With free food, caffeine and 36 hours to unleash their creativity in code and hardware, more than 2,000 participants gathered in the bowels of Memorial Stadium this weekend for Cal Hacks’ 2015 hackathon.
Participants made the second annual hackathon at UC Berkeley the largest day of student hacking ever recorded, according to Cal Hacks organizer and UC Berkeley sophomore Canzhi Ye. They used existing hardware and databases to create entirely original projects, many of which go head to head in friendly competition, judged by Cal Hacks officials and corporate sponsors.
“We are huge believers in learning by doing,” said Li Chen, a member of Major League Hacking, the organization that partnered with Cal Hacks to host this weekend’s hackathon and more than 150 others around the world each year.
Chen was working at the hardware checkout table, where participants use a library checkout system to borrow free hardware — provided by CITRIS Invention Lab as well as companies such as Dell, Intel, Alienware, Pebble, Microsoft and others — for their projects.

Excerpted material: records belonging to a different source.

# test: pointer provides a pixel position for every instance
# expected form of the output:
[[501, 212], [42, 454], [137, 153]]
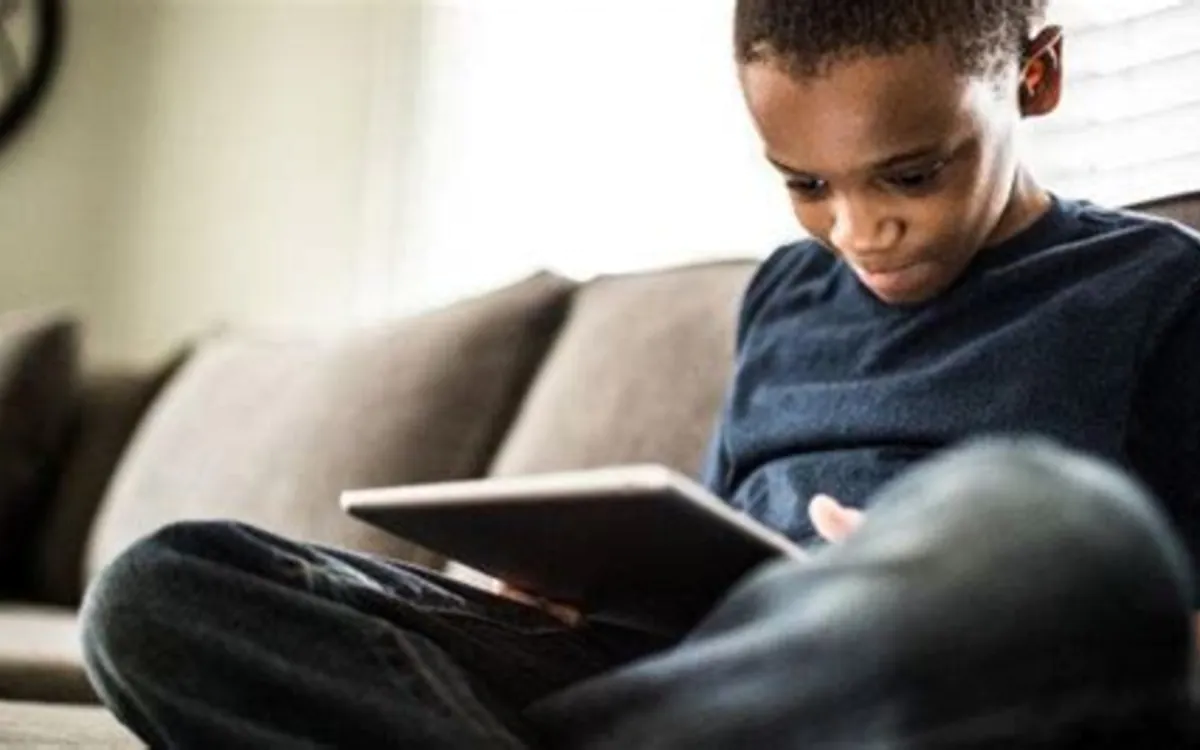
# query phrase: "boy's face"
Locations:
[[898, 165]]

Everything for the participants is free, including food and transportation, which the event provides to students from across the state.

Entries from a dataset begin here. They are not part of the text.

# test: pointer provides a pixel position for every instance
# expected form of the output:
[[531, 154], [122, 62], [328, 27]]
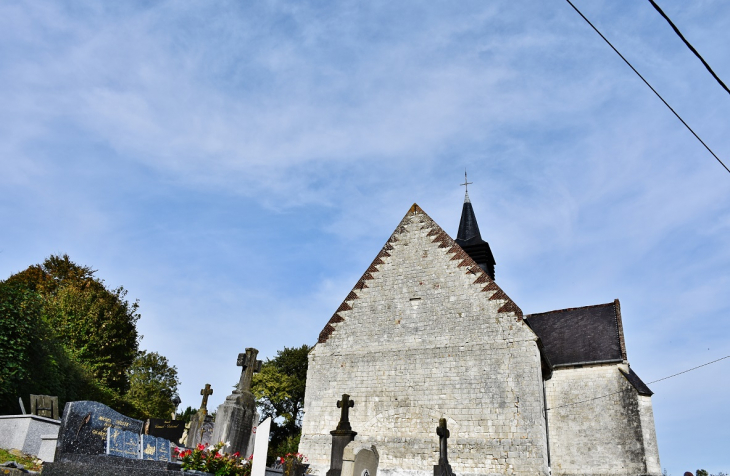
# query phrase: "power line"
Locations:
[[679, 33], [628, 389], [689, 370], [647, 83]]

Companies such as Facebook, Microsoft, Chevrolet, Uber, YikYak and Here set up booths at the hackathon, giving out free promotional material to attendants as well as sponsored prizes. Participants enjoyed free boba tea, churros, bagels and Sliver pizza while accepting sponsors’ T-shirts, memorabilia and sticker-cutouts of rapper Drake’s face.
The event hosted workshops held by companies such as General Motors, Capital One and Illumio, and a keynote speaker — James Whittaker from Microsoft — urged hackers to “find their edge” in a highly competitive field.

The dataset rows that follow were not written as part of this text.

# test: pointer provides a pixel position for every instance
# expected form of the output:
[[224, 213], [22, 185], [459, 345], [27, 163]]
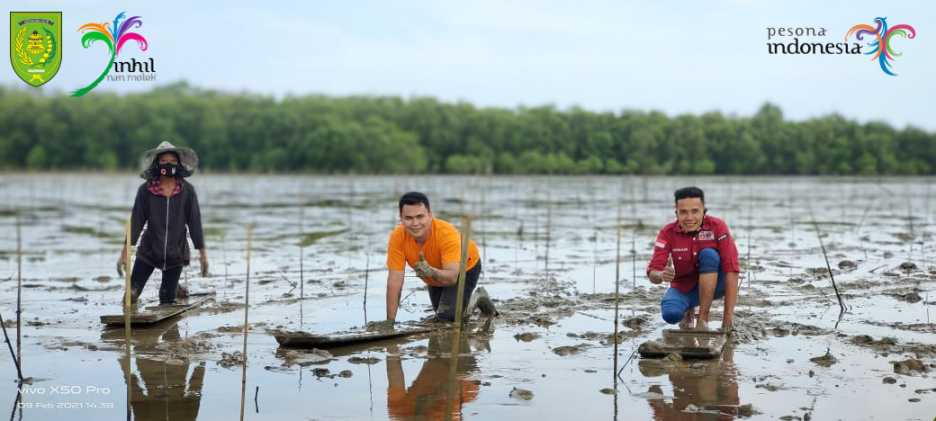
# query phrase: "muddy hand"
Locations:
[[669, 273], [422, 268]]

“Every hackathon has its own sort of environment,” said Anish Kannan, a UC San Diego student who attended Cal Hacks after attending SDHack last weekend. “Berkeley’s hackathon is a little more isolated and a little more relaxed than others.”
For UC Santa Cruz junior Vanessa Putnam, Cal Hacks was her first hackathon but likely not her last.
“I was very excited to learn new things from other people,” Putnam said. “It has been really easy to come into this as a beginner and not understanding what a hackathon is and still have a good time.”
Projects ranged from Web apps similar to Tinder for finding a partner to “Netflix and chill” with to a gesture-identification program that unlocks devices with hand gestures instead of a password. One team of UC Berkeley seniors described the music-management interface they created as “like Netflix but for bitTorrent.”
Ye said the hackathon is a chance to practice computer science outside the classroom environment.
“Don’t be afraid to go in full of questions,” he said to students who might be interested. “Don’t be afraid to ask for help, and at the end of the day, have fun.”
Staff writer Michelle Leung contributed to this report.